Алкаш удалился в дым.
- Почему ты сказал, что мы заварили эту кашу? - сделав большой глоток спросил чиновник.
Он почувствовал, как пиво привело его в состояние настоящей эйфории.
- Да потому что, старик, ты часть этой трудной и опасной игры.
- Но я хотел...
- До конца своей жизни киснуть в исполкоме? Ты это хотел сказать?
Непонятно каким образом, но Садальский, сам того не ведая, в одном предложении отразил все жизнь Стрелкова. Виктор Юрьевич действительно думал, что он сможет до конца своих дней служить в исполкоме, а после выхода на пенсию, сидеть с удочкой на берегу моря и курить трубку.
- Можешь не отвечать, - гроссмейстер залпом опорожнил свою кружку, - Я и так все вижу по твоим глазам. Судьба выбрала тебя, Витя. Она, порой, не спрашивает нас, а сама расставляет фигуры на доске.
Вдруг, завыла сирена. От неожиданности оба мужчины присели на корточки и инстинктивно накрыли голову руками. Вой истошно заливал округу.
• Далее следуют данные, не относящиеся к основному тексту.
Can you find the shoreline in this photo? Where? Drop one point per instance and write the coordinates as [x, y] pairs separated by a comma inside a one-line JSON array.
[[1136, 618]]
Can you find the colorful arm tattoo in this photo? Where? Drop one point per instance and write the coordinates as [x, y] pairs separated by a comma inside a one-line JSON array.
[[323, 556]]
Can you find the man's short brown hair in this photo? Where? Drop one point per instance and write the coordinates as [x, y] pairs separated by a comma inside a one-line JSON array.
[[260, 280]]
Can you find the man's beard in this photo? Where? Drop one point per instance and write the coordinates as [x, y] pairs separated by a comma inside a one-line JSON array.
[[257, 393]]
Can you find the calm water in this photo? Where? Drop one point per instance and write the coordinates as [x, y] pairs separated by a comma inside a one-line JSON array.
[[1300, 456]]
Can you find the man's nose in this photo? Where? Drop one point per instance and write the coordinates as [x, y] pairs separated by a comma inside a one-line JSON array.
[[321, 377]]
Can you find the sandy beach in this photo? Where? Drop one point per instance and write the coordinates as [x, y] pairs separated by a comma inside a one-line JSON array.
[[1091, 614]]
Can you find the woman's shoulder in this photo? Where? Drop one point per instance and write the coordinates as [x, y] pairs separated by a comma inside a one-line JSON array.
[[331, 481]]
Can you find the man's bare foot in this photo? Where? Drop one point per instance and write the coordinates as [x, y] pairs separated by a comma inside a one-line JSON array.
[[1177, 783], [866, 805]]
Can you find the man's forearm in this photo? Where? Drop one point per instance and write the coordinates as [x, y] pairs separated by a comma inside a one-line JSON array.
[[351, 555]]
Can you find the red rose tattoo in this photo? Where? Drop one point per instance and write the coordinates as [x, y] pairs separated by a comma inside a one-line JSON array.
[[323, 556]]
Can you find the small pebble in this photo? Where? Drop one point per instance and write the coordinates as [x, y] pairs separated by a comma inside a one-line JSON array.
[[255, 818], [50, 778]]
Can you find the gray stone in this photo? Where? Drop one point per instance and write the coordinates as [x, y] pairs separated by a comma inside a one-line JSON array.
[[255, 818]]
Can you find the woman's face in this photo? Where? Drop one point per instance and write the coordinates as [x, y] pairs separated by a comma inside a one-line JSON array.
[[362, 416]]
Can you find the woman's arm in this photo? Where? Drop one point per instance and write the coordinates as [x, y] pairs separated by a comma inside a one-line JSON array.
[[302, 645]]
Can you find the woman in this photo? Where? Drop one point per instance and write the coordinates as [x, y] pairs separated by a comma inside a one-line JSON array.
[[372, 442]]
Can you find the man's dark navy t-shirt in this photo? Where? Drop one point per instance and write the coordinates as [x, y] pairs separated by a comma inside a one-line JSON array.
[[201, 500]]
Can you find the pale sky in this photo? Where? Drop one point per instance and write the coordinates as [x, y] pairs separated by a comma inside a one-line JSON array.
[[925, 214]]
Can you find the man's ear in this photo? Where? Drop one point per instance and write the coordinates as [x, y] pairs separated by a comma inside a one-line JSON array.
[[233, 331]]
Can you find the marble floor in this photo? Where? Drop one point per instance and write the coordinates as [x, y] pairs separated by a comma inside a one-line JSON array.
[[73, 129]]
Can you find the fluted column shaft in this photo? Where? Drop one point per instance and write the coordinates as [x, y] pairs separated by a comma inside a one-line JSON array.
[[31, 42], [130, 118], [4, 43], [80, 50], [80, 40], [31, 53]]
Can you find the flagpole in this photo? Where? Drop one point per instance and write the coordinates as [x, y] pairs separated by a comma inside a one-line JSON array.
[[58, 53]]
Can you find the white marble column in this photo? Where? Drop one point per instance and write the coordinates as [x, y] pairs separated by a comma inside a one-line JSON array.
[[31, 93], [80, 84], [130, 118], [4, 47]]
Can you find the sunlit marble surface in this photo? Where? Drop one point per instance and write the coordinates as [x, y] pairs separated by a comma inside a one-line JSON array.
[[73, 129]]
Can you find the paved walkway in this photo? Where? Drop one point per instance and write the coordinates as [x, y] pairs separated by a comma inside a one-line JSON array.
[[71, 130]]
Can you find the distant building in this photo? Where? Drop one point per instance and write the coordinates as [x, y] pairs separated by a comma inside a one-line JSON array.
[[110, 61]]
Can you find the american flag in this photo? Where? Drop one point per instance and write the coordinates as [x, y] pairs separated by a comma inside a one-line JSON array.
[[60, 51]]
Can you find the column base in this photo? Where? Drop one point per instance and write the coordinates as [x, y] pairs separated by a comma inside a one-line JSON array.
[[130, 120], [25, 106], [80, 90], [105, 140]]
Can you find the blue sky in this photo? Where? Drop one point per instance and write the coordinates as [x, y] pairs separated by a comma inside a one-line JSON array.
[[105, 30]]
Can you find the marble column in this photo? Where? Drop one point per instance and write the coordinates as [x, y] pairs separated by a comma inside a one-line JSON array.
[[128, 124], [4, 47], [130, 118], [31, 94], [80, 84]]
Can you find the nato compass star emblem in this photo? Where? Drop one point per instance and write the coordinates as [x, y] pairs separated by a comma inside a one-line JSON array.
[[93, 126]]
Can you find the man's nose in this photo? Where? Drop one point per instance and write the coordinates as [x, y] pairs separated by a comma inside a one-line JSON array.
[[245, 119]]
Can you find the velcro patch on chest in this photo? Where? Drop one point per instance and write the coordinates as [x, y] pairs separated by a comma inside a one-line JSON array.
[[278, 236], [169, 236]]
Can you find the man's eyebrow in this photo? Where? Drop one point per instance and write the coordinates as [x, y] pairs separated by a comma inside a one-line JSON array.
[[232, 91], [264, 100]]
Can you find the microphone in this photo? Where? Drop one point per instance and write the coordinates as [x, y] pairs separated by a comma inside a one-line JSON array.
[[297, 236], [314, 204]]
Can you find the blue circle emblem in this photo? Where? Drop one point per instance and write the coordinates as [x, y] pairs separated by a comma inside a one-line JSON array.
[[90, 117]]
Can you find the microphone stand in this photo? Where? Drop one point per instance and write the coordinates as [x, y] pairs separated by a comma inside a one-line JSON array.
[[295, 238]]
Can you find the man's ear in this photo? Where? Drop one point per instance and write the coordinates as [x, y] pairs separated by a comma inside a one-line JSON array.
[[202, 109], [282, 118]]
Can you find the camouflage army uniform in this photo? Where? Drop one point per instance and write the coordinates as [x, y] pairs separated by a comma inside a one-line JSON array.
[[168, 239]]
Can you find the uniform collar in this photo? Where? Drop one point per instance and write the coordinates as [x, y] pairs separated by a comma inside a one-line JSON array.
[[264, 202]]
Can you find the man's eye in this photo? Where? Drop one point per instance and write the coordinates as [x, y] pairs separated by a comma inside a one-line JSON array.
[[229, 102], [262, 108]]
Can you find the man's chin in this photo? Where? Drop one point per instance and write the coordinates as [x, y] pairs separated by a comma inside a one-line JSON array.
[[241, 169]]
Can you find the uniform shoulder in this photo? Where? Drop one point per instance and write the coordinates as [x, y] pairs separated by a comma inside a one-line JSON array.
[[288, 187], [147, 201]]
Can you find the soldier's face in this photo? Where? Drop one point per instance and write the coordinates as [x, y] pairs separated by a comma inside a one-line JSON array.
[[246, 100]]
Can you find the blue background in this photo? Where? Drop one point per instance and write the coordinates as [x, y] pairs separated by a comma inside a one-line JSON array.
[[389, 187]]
Все завсегдатаи пивбара, официантки, продавщица за стойкой, немедленно потянулись на улицу.
- Что случилось? - тихо спросил учетчик у алкаша, которому они не уступили место.
- Пора на митинг.
Садальский отрицательно покачало головой, но Стрелков настоял на своем.
- Стас, надо глянуть на этот митинг.
- Зачем, старина, ты что на митингах не настоялся? У нас много дел.
- А тебе самому не интересно, как они все обустроили?
В вопросе чиновника была своя логика. Гроссмейстер поднял руки и ответил:
- Шах и мат, сдаюсь.
На улице было полным-полно народу. Люди шли в сторону здания областного исполкома. Странным было то, что никто не разговаривал. Разношерстная толпа в полном безмолвии брела в тишине. Машины, брошенные на дороге, стояли с открытыми дверцами, у некоторых продолжали работать двигатели.
- Странная процессия, - усмехнулся Стрелков.
На него тут же оглянулось несколько человек и приставили указательные пальцы к губам. Виктор Юрьевич сделал многозначительно лицо и замолчал.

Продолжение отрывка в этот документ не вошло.